Bradshaw feels that the unfamiliarity with “ethnic attributes” such as coarser hair among African women and non-lids with Asians by makeup artists and stylists has created an environment within the fashion industry that tolerates discrimination – by allowing workers to use time restraints as the rational for their behavior.

Such decisions carry a two-fold punch that deepens the roots of prejudice outside and within minority groups. As for the women of African descent who are further from such mass media interpretation of African beauty, they are made to feel like complete outsiders.

“I think every group is always looking for someone that is similar to them. Even though we like to think that we are so open minded this perception only exists at the surface,” she says. “So when we pick up a magazine and we don’t see someone that reminds us of ourselves, even when that person is suppose to represent us, as an African American women, it’s just another kick.”

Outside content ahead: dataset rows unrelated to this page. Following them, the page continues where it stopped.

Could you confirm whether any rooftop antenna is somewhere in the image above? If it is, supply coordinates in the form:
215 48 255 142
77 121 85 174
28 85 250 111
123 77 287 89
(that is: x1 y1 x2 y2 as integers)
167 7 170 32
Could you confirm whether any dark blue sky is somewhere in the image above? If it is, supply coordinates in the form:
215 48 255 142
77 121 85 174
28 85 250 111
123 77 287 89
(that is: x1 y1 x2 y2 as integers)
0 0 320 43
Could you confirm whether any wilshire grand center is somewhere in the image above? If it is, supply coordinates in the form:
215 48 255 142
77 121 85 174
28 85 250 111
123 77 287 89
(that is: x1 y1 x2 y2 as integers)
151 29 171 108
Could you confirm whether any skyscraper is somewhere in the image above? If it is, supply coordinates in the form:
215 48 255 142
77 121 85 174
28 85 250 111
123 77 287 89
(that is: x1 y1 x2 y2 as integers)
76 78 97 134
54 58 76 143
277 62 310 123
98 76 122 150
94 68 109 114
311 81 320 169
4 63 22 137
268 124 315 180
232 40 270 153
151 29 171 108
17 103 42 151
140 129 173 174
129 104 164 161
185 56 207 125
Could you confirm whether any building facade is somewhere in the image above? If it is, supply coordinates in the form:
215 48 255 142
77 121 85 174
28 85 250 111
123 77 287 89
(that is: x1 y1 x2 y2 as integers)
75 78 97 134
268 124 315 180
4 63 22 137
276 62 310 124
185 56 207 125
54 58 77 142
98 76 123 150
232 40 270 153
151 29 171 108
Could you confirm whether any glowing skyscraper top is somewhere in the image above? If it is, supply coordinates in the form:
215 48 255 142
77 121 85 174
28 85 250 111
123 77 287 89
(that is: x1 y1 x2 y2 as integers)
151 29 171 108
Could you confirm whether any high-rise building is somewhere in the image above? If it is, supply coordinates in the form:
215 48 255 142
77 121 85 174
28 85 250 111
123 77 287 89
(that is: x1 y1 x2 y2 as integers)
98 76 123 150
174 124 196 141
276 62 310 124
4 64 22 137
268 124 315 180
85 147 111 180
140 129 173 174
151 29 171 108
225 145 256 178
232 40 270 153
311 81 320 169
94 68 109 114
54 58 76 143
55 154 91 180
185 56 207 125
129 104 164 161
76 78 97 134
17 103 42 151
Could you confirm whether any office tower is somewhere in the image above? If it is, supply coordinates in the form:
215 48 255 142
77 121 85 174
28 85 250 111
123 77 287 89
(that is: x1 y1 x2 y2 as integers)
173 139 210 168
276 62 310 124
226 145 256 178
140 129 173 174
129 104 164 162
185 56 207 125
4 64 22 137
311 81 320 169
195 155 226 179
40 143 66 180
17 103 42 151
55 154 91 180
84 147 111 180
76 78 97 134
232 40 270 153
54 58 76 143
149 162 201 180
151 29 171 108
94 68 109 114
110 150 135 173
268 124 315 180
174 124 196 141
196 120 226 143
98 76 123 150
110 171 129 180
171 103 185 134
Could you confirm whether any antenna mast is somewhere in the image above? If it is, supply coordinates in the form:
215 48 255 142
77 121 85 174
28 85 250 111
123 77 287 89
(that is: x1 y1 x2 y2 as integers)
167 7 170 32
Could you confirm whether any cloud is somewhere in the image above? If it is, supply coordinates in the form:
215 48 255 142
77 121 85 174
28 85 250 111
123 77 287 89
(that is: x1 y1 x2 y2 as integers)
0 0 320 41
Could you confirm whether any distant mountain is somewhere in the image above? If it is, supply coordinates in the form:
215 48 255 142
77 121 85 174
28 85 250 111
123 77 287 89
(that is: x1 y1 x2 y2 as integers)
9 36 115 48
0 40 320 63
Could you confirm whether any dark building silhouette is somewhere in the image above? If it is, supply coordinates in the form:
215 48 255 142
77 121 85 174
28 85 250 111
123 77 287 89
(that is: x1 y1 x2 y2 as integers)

Considering that African Americans spent $507 billion dollars (out of our total estimated buying power of $836 billion) in 2009 on hair care and personal grooming items, advertisers are acutely aware of the importance of not only wooing but securing our product loyalty. This figure is up 16.6 percent from the $435 billion spent the previous year according to an annual report published by Target Market News.

With such hefty sums at stake maybe this accounts for why representatives from BMG, Ford Modeling and a former top African American magazine editor first agreed to interviews, confirmed times then went MIA upon reviewing interview questions. Race is hot potato even when you’re naive enough to think it’s not.

Made hotter by the fact that even the Ethiopian models thrust into prominence are also cherry picked for certain features. Take for example Liya Kebede and Gelila Bekel as the print model or girl-next-door versus Lola Luv as the hip-hop model.

The first two are positioned as the perfect blend of brown skin and “white” physical features – absolutely non-threatening, contends Baldwin. Whereas the hip-hop beauty standard of Luv constitutes a type of hyper-Africanized standard (i.e. wide hips, large buttocks contrasted with a small waist).

Whatever angle the situation is viewed, the conscious decision by mass media to skew perception now via the use of Ethiopian models only intensifies the acidic nature of the racial cast system. Although Lydia Asghedom, Maya Gate Haile and Sara Nuru, to name a few models of Ethiopian descent, have gained international notoriety – all Ethiopians do not look the same. To boot, now that there are a few more dark faces in front of the camera – we’re lead to believe that we made it to the apex.

“Let’s be honest,” Baldwin points out. “We’re maybe talking about seven Ethiopian women in the beauty industry that has now constituted an “explosion”…hardly.” “The particular framings of Ethiopian Beauty allows for the “browning” of dominant standards without undoing those standards, still preserving rather traditional beauty standards that are aligned with a stereotypical white ideal, in brown face.”